Depression—not including short-term, cause-related sadness or grief—is a common mood disorder; the World Health Organization’s (WHO) latest estimate is that it affects at least 300 million people worldwide at varying levels of severity and duration. And according to WHO and The American Journal of Psychiatry, that number is rising to the point that it’s being considered a worldwide epidemic.
There can be a variety of underlying causes, from chronic stress to thyroid or hormonal disorders. It’s important to discover the root cause of your depression—because depression can coexist with other medical conditions, it could stem from a health issue you’re not yet aware of, or if it’s left untreated, it can actually cause health problems. Diet and exercise can play a crucial role in the treatment and prevention of depression, but just as certain “good mood foods” can help balance gut microbiome and brain chemistry, other foods can promote that downward spiral.
Inflammation is a major culprit in depression, and processed foods as well as added sugars are primary causes of inflammation. Gluten has been shown to cause inflammation in gut cells and has been linked to a number of health problems, including depression. For some people, the casein in dairy can create an inflammatory response, and studies have shown that this can lead to mental disorders including depression. And if your sugar levels are poorly balanced, it can lead to mood swings. Consuming too much processed sugar can trigger reactions like anxiety, worry, and irritability that go hand in hand with depression. In fact, a sugar imbalance leads to brain chemical imbalances and therefore can increase your chances of developing depression, which is why studies have shown a direct connection between sugar consumption and depression.
A deficiency of certain vitamins and minerals including Omega-3s, magnesium, folic acid, potassium, chromium, zinc and vitamins C, B12, B6, D and A can also lead to depression. These are among the “anti-depressant nutrients” that can replenish and maintain the necessary levels your brain and body need to function optimally and fight or prevent depression. While high-quality supplements may be needed, you can also alter your diet to include foods with these all-important nutrients. Here are a few good choices:
Wild-Caught Alaskan Salmon. A great source of DHA and EPA, wild-caught Alaskan salmon helps restore Omega-3 fatty acids to brain tissues that rely on it (and it’s also great for your heart—win-win!). Without enough, the brain becomes stressed and mood disorders may follow. However, it’s important to get wild-caught Alaskan salmon and not farm-raised salmon, which is fed an unhealthy diet and raised in polluted, cramped conditions, all of which translates into more chemicals and diminished health value on your plate.

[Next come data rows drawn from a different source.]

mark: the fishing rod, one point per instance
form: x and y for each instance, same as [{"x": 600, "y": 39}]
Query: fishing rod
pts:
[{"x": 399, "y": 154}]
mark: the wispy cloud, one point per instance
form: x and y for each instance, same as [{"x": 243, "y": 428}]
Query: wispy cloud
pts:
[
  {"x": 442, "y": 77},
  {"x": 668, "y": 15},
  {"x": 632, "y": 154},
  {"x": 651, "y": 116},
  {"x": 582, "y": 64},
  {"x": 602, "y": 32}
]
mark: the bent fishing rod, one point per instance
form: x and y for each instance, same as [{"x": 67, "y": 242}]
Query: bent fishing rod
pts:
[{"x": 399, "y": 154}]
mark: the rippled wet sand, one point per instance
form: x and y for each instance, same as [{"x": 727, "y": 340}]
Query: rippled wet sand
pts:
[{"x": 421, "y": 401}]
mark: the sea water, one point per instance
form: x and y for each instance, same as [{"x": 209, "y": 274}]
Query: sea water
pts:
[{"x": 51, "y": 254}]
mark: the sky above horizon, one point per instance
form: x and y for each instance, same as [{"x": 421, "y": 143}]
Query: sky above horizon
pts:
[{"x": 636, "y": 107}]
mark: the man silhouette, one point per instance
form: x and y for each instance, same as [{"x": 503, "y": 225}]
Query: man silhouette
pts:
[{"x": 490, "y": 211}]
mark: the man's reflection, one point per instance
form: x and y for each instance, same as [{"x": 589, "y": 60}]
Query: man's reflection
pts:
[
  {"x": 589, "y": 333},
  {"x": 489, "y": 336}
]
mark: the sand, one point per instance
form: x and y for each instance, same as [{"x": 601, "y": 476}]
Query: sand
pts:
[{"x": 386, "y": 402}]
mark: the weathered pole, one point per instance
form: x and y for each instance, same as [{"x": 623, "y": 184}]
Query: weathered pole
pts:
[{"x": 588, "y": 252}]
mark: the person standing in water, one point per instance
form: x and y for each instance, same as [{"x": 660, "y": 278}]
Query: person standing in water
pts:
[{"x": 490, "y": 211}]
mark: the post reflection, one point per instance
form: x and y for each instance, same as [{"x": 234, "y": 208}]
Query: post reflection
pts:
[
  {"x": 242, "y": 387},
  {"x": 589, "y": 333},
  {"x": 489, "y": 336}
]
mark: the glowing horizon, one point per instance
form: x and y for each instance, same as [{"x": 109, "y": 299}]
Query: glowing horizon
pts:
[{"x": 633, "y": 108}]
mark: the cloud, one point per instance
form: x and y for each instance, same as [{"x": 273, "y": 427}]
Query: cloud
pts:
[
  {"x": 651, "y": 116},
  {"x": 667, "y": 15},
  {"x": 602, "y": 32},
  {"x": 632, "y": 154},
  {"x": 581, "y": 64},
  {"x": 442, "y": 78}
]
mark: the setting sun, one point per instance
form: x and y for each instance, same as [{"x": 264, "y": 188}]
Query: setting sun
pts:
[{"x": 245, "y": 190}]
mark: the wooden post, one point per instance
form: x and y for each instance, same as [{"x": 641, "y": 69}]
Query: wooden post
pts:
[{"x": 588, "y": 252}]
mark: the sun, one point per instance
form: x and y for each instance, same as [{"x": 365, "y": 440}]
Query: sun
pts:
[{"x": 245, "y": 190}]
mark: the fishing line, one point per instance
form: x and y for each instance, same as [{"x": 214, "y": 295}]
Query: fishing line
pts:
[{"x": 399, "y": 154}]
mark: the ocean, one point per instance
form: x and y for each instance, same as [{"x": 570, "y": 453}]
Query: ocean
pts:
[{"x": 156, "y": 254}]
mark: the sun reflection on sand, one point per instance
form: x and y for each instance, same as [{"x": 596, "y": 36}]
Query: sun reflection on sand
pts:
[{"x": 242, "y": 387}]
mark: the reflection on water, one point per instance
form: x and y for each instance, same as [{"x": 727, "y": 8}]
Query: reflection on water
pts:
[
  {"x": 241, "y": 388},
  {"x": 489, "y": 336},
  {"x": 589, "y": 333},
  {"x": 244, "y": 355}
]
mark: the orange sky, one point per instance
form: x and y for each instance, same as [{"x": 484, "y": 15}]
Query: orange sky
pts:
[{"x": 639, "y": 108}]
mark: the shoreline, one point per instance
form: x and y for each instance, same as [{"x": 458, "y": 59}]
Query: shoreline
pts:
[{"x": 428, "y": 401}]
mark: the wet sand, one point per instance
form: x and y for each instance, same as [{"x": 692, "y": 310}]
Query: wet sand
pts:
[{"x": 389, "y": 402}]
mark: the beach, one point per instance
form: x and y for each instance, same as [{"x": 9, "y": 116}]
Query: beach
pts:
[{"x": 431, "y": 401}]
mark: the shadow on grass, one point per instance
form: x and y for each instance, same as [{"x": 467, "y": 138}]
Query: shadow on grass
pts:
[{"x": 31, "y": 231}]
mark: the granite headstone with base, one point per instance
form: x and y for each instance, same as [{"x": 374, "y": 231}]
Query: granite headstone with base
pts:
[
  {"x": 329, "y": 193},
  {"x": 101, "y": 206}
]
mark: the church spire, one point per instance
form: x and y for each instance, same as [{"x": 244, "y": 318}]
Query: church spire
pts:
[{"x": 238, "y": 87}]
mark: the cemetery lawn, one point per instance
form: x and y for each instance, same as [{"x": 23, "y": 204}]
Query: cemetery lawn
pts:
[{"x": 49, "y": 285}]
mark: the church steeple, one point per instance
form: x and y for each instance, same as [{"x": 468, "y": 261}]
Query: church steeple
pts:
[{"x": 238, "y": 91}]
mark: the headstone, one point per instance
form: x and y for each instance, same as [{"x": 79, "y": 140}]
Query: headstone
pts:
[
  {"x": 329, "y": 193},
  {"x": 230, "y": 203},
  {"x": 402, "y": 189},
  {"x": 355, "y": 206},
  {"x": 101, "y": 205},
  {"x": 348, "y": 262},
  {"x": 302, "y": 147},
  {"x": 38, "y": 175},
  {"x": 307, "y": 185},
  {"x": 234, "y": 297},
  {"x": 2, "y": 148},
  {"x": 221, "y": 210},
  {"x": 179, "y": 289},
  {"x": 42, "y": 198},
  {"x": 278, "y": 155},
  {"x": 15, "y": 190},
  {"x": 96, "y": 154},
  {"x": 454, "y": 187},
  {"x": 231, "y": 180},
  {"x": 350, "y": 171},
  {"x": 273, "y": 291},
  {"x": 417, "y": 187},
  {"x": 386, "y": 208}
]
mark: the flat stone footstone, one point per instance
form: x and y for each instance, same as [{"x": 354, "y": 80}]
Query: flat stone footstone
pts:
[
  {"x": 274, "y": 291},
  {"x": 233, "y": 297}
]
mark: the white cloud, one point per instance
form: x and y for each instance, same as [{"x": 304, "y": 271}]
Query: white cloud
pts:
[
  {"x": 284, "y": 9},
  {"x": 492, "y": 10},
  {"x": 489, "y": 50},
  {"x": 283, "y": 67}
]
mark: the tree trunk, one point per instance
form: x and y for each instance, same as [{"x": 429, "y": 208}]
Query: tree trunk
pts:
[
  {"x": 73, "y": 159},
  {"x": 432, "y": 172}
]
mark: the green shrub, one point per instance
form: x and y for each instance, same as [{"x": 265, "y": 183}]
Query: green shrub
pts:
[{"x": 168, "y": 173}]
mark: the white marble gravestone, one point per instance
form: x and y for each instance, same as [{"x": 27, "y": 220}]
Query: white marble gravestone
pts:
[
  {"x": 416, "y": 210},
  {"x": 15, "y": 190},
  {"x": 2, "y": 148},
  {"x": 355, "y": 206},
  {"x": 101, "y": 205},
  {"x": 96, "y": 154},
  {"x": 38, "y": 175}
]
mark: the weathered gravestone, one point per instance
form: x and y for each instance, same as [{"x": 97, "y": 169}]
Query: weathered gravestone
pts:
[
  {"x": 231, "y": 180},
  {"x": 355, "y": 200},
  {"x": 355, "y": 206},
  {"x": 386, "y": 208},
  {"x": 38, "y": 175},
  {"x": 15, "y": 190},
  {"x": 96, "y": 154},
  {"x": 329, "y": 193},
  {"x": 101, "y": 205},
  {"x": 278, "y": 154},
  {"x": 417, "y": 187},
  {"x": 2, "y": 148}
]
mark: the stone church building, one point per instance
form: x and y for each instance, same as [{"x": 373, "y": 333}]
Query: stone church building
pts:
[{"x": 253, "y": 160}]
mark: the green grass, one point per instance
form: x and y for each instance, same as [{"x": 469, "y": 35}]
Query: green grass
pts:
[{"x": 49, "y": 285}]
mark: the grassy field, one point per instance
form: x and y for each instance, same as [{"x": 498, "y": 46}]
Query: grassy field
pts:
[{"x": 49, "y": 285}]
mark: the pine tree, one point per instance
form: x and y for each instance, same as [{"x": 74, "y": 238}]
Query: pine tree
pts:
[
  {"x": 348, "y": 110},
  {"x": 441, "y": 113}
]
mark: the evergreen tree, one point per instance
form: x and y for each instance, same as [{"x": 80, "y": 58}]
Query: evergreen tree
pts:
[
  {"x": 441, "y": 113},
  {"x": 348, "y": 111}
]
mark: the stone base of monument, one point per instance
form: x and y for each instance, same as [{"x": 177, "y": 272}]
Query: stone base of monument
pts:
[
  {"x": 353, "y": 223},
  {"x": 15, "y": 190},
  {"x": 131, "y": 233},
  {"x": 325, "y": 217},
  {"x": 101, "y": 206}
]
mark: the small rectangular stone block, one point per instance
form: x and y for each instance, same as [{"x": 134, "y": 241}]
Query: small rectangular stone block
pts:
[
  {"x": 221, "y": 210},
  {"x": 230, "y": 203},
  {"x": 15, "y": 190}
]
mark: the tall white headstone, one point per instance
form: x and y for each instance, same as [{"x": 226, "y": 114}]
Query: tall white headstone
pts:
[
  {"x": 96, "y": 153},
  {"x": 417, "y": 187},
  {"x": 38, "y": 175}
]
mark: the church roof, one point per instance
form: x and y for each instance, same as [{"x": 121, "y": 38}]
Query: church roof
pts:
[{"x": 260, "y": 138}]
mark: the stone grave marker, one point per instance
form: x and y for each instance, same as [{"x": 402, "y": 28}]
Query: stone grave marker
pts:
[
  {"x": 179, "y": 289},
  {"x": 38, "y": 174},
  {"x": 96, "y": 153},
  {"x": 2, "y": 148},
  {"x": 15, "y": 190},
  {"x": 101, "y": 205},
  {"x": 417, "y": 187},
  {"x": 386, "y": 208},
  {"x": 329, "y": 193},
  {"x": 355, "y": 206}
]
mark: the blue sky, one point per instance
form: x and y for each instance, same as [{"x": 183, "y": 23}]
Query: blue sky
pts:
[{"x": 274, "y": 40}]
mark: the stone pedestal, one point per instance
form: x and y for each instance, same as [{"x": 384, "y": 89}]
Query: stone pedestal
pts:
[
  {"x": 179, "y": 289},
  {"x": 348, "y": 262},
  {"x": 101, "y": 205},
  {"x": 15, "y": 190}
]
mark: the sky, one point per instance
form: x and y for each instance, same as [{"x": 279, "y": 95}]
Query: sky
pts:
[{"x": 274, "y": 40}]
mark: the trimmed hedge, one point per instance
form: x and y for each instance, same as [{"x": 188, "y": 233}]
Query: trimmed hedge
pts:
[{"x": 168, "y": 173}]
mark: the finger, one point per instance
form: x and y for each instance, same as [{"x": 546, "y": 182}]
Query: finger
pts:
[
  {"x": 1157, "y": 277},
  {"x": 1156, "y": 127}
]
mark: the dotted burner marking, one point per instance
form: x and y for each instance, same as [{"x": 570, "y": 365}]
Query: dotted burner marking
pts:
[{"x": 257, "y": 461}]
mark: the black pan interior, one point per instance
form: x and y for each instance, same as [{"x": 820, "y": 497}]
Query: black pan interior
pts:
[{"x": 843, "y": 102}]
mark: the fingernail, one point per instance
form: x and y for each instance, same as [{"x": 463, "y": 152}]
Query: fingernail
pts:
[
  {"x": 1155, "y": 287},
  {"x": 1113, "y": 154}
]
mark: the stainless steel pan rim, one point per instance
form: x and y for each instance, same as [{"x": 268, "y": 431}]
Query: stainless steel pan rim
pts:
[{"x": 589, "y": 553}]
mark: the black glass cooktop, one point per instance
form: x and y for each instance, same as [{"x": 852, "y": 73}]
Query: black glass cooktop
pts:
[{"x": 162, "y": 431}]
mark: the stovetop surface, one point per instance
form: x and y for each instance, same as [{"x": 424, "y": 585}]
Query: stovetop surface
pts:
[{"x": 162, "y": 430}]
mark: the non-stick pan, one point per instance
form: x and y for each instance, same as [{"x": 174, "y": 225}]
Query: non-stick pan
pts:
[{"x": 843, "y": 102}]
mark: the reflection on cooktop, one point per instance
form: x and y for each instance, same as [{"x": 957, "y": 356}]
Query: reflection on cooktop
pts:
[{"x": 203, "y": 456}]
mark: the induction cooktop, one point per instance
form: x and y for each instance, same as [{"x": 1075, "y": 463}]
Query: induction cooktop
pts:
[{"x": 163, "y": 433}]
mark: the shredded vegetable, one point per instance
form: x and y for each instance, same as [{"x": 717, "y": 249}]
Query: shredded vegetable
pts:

Walnuts. Among the richest sources of plant-based Omega-3s, walnuts can be eaten as a snack, added to salads and baked goods, or used any number of other ways. It’s one of the easiest ways to increase your Omega-3 intake.
Green Tea. This is another win-win—green tea is rich in theanine, the amino acid that promotes relaxation and reduces anxiety, which is one of the causes of depression. At the same time, you’re getting lots of antioxidants!
Organic, Pasture-Raised Eggs. Don’t skip the yolk! That’s where the majority of depression-fighting nutrients are, including B vitamins (particularly B12), lecithin, choline, high-quality proteins and more. Eggs also have anxiety-lowering healthy fats.
Tomatoes. This versatile veggie is high in folic acid, which keeps homocysteine levels in check. Too much homocysteine can restrict “feel good” hormones like dopamine and serotonin from being produced.
Avocados. Considered one of the “power foods”, avocados are loaded with nutrients including a range of B vitamins, vitamin C, and proteins. They’re also low in sugar and high in healthy fat, all of which contributes to brain health.
There are plenty of other good choices too, but these will give you a good start. It’s always best to choose organic produce (which by definition are non-GMO) whenever possible to avoid the pesticides, fungicides and herbicides in non-organic fruits and vegetables, since these chemicals contribute to a myriad health problems.